Amazon’s Alexa+ development depended on understanding limits: knowing where AI could adapt, and where human insight remained essential. For Zettergren, the same lesson applies to the workplace; as organizations continue their AI transformations, culture may become the clearest measure of whether the strategy is working, with leadership being the pressure point. 

“There is so much to be said for what you bring as a person, or who you are as a leader,” Zettergren says.  

“If you're too solely focused in one place, you're missing an important whole‑person approach to success.” 

Zettergren emphasizes that successful adoption requires clarity and restraint, along with consistent training and career advancement focused on learning the whole spectrum of skills from tech, AI use and governance to leadership and collaboration.  

“It's bigger than just the thing that you've delivered. It's about how you were able to do that work and how you were able to do it in a collaborative way inside the organization,” Zettergren says.
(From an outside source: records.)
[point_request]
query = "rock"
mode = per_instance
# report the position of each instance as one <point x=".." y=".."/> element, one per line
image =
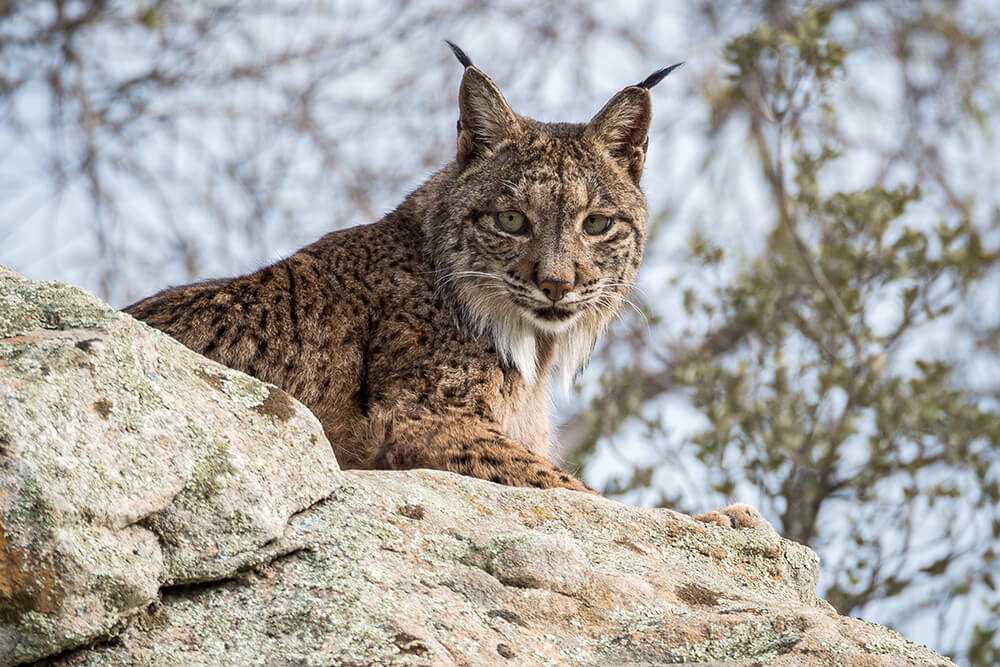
<point x="110" y="510"/>
<point x="128" y="462"/>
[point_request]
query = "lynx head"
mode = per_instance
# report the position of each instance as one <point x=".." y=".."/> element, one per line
<point x="537" y="229"/>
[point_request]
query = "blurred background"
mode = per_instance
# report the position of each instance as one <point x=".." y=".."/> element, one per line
<point x="820" y="333"/>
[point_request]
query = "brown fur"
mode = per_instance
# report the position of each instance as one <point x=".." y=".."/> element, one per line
<point x="423" y="340"/>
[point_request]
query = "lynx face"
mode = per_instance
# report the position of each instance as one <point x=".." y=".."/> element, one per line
<point x="541" y="230"/>
<point x="554" y="232"/>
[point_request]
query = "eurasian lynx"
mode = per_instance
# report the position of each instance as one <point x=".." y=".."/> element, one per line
<point x="427" y="339"/>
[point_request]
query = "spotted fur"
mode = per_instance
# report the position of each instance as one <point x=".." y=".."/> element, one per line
<point x="426" y="339"/>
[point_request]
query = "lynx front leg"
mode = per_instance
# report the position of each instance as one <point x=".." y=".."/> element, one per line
<point x="467" y="447"/>
<point x="738" y="515"/>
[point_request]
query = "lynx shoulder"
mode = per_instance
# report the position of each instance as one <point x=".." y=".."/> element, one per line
<point x="427" y="339"/>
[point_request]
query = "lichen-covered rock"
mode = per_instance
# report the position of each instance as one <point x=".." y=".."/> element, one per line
<point x="128" y="462"/>
<point x="128" y="465"/>
<point x="409" y="568"/>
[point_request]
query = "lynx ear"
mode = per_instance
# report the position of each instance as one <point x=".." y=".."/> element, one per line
<point x="484" y="117"/>
<point x="623" y="124"/>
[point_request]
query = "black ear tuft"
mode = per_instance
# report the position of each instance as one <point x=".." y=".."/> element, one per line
<point x="646" y="83"/>
<point x="460" y="54"/>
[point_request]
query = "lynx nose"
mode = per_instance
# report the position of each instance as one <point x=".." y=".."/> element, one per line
<point x="555" y="289"/>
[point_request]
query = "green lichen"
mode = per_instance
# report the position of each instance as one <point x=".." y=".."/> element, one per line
<point x="246" y="391"/>
<point x="213" y="468"/>
<point x="26" y="306"/>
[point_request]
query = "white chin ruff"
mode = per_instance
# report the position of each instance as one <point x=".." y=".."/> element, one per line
<point x="514" y="331"/>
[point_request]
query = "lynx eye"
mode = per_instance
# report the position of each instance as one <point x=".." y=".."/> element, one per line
<point x="596" y="224"/>
<point x="512" y="222"/>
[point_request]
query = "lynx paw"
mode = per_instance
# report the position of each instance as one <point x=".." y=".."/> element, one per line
<point x="737" y="515"/>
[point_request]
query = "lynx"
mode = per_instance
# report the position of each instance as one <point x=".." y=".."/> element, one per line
<point x="427" y="339"/>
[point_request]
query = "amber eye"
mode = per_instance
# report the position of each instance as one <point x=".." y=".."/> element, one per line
<point x="596" y="224"/>
<point x="512" y="222"/>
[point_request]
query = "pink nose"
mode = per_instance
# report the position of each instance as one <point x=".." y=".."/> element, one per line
<point x="554" y="289"/>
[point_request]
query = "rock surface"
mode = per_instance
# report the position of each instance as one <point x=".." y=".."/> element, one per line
<point x="130" y="469"/>
<point x="128" y="462"/>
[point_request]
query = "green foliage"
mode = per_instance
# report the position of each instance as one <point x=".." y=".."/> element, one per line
<point x="818" y="383"/>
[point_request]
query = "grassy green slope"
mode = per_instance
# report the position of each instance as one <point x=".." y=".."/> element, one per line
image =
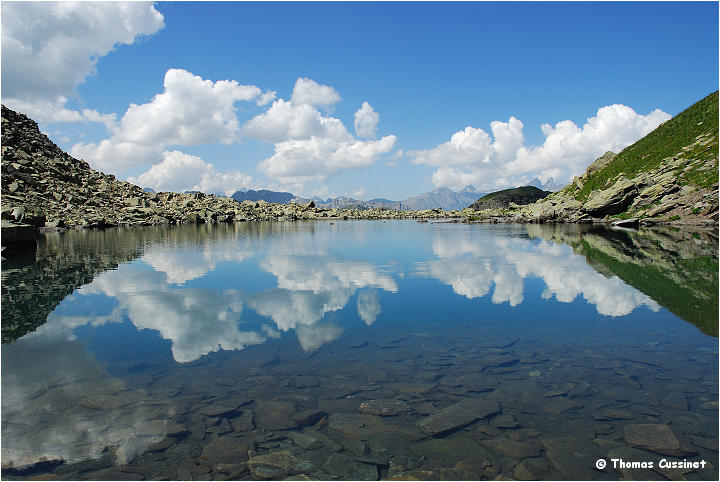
<point x="667" y="140"/>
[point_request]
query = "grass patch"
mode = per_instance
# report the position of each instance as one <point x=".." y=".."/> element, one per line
<point x="696" y="300"/>
<point x="668" y="140"/>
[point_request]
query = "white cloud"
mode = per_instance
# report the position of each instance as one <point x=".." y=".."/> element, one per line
<point x="472" y="268"/>
<point x="196" y="321"/>
<point x="319" y="159"/>
<point x="309" y="145"/>
<point x="309" y="92"/>
<point x="182" y="172"/>
<point x="189" y="111"/>
<point x="312" y="337"/>
<point x="469" y="146"/>
<point x="285" y="120"/>
<point x="366" y="121"/>
<point x="266" y="97"/>
<point x="309" y="286"/>
<point x="472" y="156"/>
<point x="368" y="306"/>
<point x="49" y="48"/>
<point x="181" y="264"/>
<point x="48" y="111"/>
<point x="110" y="156"/>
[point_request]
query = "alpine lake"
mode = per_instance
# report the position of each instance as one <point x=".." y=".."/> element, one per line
<point x="362" y="350"/>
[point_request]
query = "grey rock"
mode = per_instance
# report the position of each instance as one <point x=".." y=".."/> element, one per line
<point x="277" y="465"/>
<point x="655" y="437"/>
<point x="457" y="416"/>
<point x="347" y="468"/>
<point x="276" y="415"/>
<point x="511" y="448"/>
<point x="384" y="407"/>
<point x="244" y="422"/>
<point x="613" y="200"/>
<point x="573" y="457"/>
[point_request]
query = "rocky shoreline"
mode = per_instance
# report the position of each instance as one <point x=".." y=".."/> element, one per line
<point x="44" y="187"/>
<point x="655" y="197"/>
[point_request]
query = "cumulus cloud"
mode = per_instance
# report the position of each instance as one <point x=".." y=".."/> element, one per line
<point x="182" y="264"/>
<point x="309" y="145"/>
<point x="366" y="120"/>
<point x="112" y="156"/>
<point x="309" y="92"/>
<point x="318" y="159"/>
<point x="310" y="286"/>
<point x="190" y="111"/>
<point x="49" y="48"/>
<point x="368" y="306"/>
<point x="196" y="321"/>
<point x="182" y="172"/>
<point x="473" y="157"/>
<point x="286" y="120"/>
<point x="473" y="267"/>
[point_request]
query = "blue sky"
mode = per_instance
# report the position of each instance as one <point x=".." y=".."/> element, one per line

For the tech side, she shares that Capital One uses departmental “champions” – team members who work to engage teams with AI strategies and use cases.  

This helps ensure that tech adoption doesn’t overshadow culture concerns, especially since the technology continues to evolve. 

“And the way we're using it is continuing to evolve, so that it is part of our collective learning, in addition to those more soft skill spaces.” 

Early‑career anxiety around AI automation  

One of the clearest cultural signals around AI, Zettergren says, is emerging anxiety among early‑career workers – a dynamic echoed in broader workforce surveys.  

“If you think about a lot of the headlines and the storytelling about AI, it touches on junior or entry‑level task automation,” she says.  

“You can quickly see how someone new to the workforce might feel very scared.” 

The response from employers must go beyond technical training, says Zettergren. By combining focused tech skills training with essential soft skill and collaboration development, organizations can preserve their pipeline of future leaders and organizational knowledge.  

Without that assurance, employers risk eroding the very intellectual capital they depend on.  

“The opportunity is to build confidence through coaching, feedback and developing skills,” she says. 

“[It’s about] getting people comfortable with other places, where they might not be thinking about using AI – or maybe they're thinking about it, but they're not sure how to go about it – having the central team that's refining those use cases and sharing them out with folks on a regular basis.”